I might not have actually verbalized it in this way, but before December 3, 2007, in my type-A- tight- grip-on-it-all world, "trust" meant it was going to happen the way I thought it was going to happen, the way I planned it all to happen. The sub-text to, "I trust that God will work through all of this" was "I trust that God's best interest for me will fall in line with 'my best interest' for me." That couldn't be further from the truth though, right?
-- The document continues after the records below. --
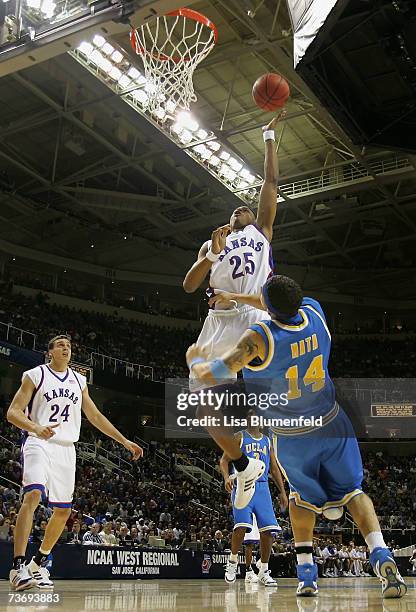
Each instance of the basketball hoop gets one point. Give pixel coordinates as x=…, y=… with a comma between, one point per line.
x=171, y=47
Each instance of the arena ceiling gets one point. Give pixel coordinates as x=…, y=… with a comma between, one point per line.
x=87, y=182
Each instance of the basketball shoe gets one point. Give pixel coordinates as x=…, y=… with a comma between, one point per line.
x=384, y=566
x=251, y=576
x=230, y=571
x=265, y=578
x=21, y=579
x=308, y=580
x=41, y=575
x=246, y=482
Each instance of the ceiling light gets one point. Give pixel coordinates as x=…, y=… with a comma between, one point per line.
x=140, y=95
x=235, y=164
x=98, y=40
x=124, y=81
x=86, y=48
x=177, y=128
x=107, y=49
x=160, y=113
x=185, y=136
x=185, y=119
x=117, y=57
x=202, y=134
x=115, y=73
x=214, y=145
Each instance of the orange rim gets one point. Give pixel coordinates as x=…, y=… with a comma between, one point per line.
x=183, y=12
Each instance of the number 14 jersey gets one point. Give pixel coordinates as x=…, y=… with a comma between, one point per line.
x=56, y=400
x=245, y=263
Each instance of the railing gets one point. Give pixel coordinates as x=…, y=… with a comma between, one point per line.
x=344, y=174
x=131, y=370
x=18, y=336
x=103, y=453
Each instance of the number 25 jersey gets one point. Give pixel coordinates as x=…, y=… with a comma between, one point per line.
x=245, y=263
x=56, y=400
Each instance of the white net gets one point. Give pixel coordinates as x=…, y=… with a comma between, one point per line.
x=171, y=47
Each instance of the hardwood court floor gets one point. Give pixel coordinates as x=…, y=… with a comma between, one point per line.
x=336, y=595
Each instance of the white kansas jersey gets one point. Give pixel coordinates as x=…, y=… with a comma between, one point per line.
x=56, y=399
x=245, y=264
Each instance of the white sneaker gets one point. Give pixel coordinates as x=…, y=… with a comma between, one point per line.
x=21, y=579
x=266, y=579
x=230, y=571
x=41, y=575
x=246, y=482
x=251, y=577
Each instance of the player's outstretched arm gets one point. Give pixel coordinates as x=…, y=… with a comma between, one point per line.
x=16, y=412
x=250, y=346
x=206, y=257
x=101, y=422
x=278, y=481
x=267, y=209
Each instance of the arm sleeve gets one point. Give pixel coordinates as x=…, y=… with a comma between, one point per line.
x=81, y=379
x=315, y=304
x=257, y=327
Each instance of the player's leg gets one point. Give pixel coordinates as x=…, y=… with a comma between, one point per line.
x=61, y=489
x=381, y=559
x=303, y=523
x=248, y=470
x=236, y=542
x=243, y=521
x=299, y=460
x=34, y=481
x=267, y=523
x=251, y=539
x=20, y=577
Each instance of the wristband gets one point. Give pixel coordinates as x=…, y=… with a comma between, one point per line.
x=269, y=135
x=196, y=360
x=212, y=256
x=219, y=370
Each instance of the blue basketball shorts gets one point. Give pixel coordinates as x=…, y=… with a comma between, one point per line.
x=322, y=472
x=261, y=506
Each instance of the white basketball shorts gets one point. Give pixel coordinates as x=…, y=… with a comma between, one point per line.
x=49, y=467
x=254, y=534
x=223, y=329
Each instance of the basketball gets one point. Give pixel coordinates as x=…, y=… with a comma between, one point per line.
x=271, y=91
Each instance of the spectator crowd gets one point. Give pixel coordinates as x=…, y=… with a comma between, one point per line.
x=164, y=349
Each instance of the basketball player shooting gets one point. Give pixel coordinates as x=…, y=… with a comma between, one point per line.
x=238, y=258
x=47, y=407
x=323, y=466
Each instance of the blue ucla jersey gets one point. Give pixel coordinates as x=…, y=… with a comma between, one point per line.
x=296, y=364
x=257, y=448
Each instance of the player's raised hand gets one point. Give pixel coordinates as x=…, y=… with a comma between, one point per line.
x=218, y=238
x=135, y=449
x=272, y=124
x=223, y=299
x=44, y=432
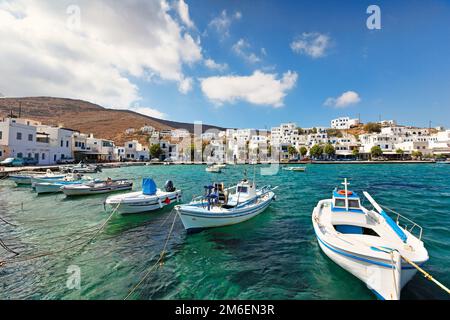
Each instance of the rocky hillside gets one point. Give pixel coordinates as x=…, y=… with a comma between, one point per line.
x=87, y=117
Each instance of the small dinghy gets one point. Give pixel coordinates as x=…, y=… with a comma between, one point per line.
x=367, y=243
x=54, y=186
x=23, y=178
x=300, y=169
x=149, y=199
x=94, y=187
x=221, y=207
x=47, y=177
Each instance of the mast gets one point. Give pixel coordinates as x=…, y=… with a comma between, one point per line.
x=345, y=183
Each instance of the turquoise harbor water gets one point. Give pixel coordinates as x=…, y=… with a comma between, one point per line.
x=273, y=256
Trust, whether in your husband, best friend, child, or God Himself is an assured reliance of that person's skill, ability, strength, character. Now of course the standards are different from person to person. I can trust Jeff with things I can't trust to Caroline. That doesn't make Caroline less trust-worthy. In the areas of her greatest ability or character, she is immensely trust-worthy. (Disclaimer: I'm sure all of my girls will grow into greater and greater trust-worthiness, Caroline is the oldest, so I - for better or worse - lean on her more at this point).
Isn't it difficult to trust God when you feel like he's abandoned you? And that's an understatement of a question if there was one. The question life throws at us is: Will we interpret God through our circumstances or will we believe that He is who He says he is - even in the midst of Plan B. Even when I don't feel it, don't understand it, when I'm not in control? When someone who you trust lets you down, the result is - for me at least - pain married to anger. Side note: They do not make a good couple, IMO.
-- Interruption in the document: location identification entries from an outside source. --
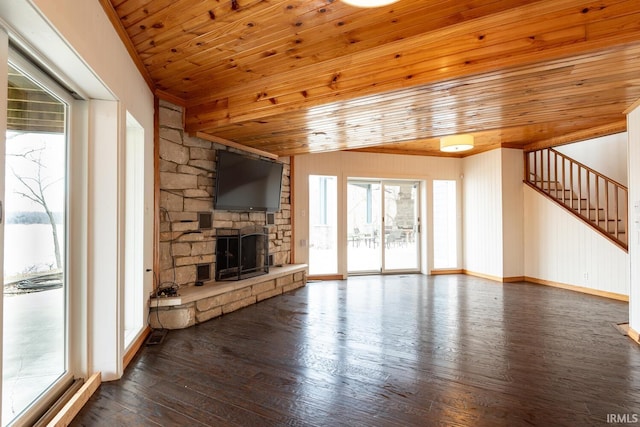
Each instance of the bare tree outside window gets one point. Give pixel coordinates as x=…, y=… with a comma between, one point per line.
x=35, y=186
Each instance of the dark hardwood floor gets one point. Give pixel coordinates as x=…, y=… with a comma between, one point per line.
x=406, y=350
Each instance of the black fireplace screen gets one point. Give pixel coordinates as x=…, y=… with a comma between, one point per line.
x=241, y=253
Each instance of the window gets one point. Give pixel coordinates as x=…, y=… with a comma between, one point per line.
x=445, y=219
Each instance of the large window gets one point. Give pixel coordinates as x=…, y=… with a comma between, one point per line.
x=35, y=309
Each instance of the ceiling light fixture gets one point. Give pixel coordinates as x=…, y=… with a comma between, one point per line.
x=455, y=143
x=369, y=3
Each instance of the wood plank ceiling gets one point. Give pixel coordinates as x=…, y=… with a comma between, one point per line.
x=298, y=76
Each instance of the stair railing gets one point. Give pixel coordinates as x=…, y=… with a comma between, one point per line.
x=596, y=199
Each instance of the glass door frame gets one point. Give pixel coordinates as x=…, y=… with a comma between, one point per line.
x=383, y=182
x=71, y=315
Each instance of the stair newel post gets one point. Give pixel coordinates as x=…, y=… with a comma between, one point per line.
x=598, y=197
x=535, y=169
x=548, y=171
x=606, y=206
x=564, y=182
x=617, y=215
x=588, y=204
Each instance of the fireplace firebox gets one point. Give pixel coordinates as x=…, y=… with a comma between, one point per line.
x=241, y=253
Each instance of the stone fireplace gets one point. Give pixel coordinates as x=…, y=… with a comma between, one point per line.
x=241, y=253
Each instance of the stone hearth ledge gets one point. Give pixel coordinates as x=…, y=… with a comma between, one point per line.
x=197, y=304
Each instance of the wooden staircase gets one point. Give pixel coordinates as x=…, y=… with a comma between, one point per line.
x=594, y=198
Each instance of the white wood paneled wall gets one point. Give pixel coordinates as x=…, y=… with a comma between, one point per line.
x=482, y=217
x=561, y=248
Several years ago, I read this blog post about the stages of grief and it resonated deeply with me. The whole "anger" part of the grief process had never resonated with me. I mean, I'm a girl from the South, a people-pleaser, a yes ma'am, I'm fine kind of person. Anger was foreign. [Inset snide smirk here]. Anne's words on finding anger in her grief:
"Right after my mother died, condolence cards came by the armful. Then fewer came each day. And then, about the time it was sinking in that my mom is really gone forever, they stopped completely.
That’s when I got mad. It was as if everyone else expected things to be back to normal just as I was figuring out that we have to create a new normal, and it may never feel right."
In truth, the voice she gave to anger wasn't foreign to me, just buried. So, when I read Anne's words, a light switch went off and I recalled how I silently seethed when people wanted me to act normal. Now, no one ever said it in those words. They only implied it with their words and invitations and . . .well, their silence.
A Christmas party? Are you serious?
How are you? Do you really want to know?
Did you watch that show last night? On TV? Does that matter in the scheme of the world? Um. No.
That inner dialog of sarcasm and cynicism and nihilism (and probably some other -isms I can't come up with right now) was mis-placed anger at people doing their best to navigate my grief. People I trusted - and perhaps most acutely - the God I trusted, had not lived up to the expectations I dreamed up in my head. That false definition of trust was shattered over the course of minutes, hours, days, and weeks. Pain slowly and quietly married anger in my heart and mind and I didn't even know it.
After I read Anne's words, I went back to the stack of cards in that box in the closet and was reminded of the love people showered on us after our loss. People I had secretly harbored ill-feelings toward for not acknowledging it had actually sent flowers or notes . . . . in that fog and blur of the first few weeks, I just didn't remember it.